I usually don’t like it when the death of an individual provides me with a spark to write about them. It seems a bit ghoulish but in this case I’ll make an exception.

”I invented media psychology; I was the first, the founding mother.”

Long before there was a Dr. Phil, Dr. Oz, Dr. This or Dr. That dishing out advice on television for what ails you there was another doctor who, depending on your point of view, should be credited with establishing the format that is still in use today.

Her name was Dr. Joyce Brothers and here’s her story.

Joyce Brothers (nee Bauer) was born in Brooklyn, New York to a pair of attorneys who shared a law practice together. She would later go on to attend Cornell University where she majored in home economics (you can major in that?) and psychology. She eventually earned a Ph.D from Columbia University.

She married an internist in 1949 but the couple struggled early on with finances and paying off school debt so a bold move was in order. She decided to audition for the popular game show called The $64,000 Question to try and alleviate their financial situation and even though her expertise was in the field of psychology the producers of the show decided to test her mettle and quiz her on the sport of boxing. She boned up on the books prior to the show and wound up winning the cash. She was the first woman to do so.

Note: She would later be called on to testify regarding the whole scandal surrounding Charles Van Doren and the rigging of certain game shows throughout the 50’s but was eventually absolved from any accusations of cheating.

Based on her performance CBS decided to use her as a gimmick when they had her be a television commentator for a fight between Sugar Ray Robinson and one Carmen Basilio. It’s thought that she was the first woman ever to take on that role when it came to boxing.

It wasn’t long afterwards that Brothers parlayed her success on the game show and landed a gig of her own on television. This time though, she was back on familiar ground and fielded questions from an audience about relationships and other assorted personal matters. This led to a syndicated column that at the height of its popularity was published in over 300 newspapers. She also had a monthly column in Good Housekeeping magazine that appeared for over forty years.
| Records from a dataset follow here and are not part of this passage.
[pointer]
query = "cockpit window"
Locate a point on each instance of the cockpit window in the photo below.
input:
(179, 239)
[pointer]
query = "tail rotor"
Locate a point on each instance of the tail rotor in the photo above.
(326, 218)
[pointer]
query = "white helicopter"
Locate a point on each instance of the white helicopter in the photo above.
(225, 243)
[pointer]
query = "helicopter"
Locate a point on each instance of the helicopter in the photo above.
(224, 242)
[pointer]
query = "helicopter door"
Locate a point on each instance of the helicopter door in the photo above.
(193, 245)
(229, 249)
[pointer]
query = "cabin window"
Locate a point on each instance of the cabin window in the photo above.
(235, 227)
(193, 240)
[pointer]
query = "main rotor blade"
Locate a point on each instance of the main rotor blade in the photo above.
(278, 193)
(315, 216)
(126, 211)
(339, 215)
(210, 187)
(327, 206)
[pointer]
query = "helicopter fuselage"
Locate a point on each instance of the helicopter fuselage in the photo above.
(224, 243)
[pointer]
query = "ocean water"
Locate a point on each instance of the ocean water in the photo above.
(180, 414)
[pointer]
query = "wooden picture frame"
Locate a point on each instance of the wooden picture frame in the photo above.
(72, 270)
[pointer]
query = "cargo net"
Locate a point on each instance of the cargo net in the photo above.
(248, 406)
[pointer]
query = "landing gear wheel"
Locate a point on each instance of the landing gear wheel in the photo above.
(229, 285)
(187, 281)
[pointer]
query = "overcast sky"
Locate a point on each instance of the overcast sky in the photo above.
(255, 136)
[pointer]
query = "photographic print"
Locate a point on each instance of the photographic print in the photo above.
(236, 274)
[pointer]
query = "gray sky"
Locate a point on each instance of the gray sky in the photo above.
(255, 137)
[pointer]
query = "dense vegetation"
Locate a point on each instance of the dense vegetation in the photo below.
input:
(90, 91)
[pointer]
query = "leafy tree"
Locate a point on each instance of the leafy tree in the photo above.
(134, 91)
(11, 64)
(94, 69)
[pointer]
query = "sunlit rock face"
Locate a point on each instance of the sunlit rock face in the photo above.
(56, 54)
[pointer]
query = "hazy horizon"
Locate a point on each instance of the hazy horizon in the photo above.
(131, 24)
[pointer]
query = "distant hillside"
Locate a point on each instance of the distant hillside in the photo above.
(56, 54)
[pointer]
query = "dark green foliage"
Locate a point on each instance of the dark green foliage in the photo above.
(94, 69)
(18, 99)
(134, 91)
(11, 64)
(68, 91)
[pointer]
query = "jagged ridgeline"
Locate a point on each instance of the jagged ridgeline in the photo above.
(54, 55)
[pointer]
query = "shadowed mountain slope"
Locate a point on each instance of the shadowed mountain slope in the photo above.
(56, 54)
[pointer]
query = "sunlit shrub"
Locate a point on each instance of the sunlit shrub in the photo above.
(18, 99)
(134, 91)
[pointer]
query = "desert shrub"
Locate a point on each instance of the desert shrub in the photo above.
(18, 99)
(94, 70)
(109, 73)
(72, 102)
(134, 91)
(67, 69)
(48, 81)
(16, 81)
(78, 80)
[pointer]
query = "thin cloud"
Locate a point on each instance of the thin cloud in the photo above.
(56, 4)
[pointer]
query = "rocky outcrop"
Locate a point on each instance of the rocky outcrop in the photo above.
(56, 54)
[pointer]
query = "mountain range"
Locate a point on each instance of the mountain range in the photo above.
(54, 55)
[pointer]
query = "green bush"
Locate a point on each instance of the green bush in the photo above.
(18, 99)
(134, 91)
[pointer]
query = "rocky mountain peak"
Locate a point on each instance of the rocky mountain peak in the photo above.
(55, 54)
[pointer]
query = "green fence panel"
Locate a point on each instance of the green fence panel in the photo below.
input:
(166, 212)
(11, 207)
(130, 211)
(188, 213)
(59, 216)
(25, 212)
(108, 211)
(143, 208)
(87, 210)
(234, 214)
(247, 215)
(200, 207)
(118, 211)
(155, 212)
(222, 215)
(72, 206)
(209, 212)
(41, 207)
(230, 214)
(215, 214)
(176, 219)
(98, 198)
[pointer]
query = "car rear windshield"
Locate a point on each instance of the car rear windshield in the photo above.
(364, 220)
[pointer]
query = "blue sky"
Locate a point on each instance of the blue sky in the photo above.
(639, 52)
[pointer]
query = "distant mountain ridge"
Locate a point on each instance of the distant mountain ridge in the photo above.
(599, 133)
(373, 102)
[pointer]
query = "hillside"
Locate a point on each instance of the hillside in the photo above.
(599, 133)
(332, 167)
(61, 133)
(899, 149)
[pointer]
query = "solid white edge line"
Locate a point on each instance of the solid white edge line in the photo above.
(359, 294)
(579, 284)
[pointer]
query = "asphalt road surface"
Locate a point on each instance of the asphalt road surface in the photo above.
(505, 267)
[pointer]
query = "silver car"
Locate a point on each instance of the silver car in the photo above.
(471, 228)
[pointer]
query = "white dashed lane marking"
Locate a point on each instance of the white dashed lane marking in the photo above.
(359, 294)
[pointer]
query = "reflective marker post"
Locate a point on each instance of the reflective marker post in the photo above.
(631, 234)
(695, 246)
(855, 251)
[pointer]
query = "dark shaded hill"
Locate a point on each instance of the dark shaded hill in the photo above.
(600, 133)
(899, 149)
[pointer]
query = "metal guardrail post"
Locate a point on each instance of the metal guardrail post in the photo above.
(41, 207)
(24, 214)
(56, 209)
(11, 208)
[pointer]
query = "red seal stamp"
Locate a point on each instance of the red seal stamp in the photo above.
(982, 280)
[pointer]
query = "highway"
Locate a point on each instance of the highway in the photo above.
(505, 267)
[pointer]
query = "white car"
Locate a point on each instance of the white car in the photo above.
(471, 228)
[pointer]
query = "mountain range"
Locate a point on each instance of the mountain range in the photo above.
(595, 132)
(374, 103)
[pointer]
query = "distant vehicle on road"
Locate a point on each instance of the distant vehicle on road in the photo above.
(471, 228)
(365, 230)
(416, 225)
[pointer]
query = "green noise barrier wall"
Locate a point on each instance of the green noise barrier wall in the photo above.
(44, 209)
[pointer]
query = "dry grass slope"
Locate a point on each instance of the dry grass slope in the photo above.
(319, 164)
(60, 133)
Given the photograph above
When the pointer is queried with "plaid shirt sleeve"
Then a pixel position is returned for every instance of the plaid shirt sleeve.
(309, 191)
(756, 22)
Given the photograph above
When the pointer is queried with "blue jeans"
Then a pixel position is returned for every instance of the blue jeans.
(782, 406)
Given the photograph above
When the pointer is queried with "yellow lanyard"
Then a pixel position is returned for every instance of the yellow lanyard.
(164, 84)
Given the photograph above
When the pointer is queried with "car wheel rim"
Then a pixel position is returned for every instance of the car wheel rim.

Brothers also had no trouble poking fun at herself. Over the years, she made a host of cameo appearances in various sitcoms where she usually played some kind of version of herself dishing out some much needed psychological advice. Here’s a partial list of some of her more memorable cameo’s.

Over the years, she also made hundreds of appearances on The Tonight Show with Johnny Carson where she dished out some sage advice with a hint of humor. All in all, she was the ninth most frequent guest to appear on the show.

Dr. Joyce Brothers passed away yesterday at the age of 85. The cause of death was listed as respiratory failure.

Safe travels Doc, hope to see you doling out your wisdom in the ether when I eventually get there.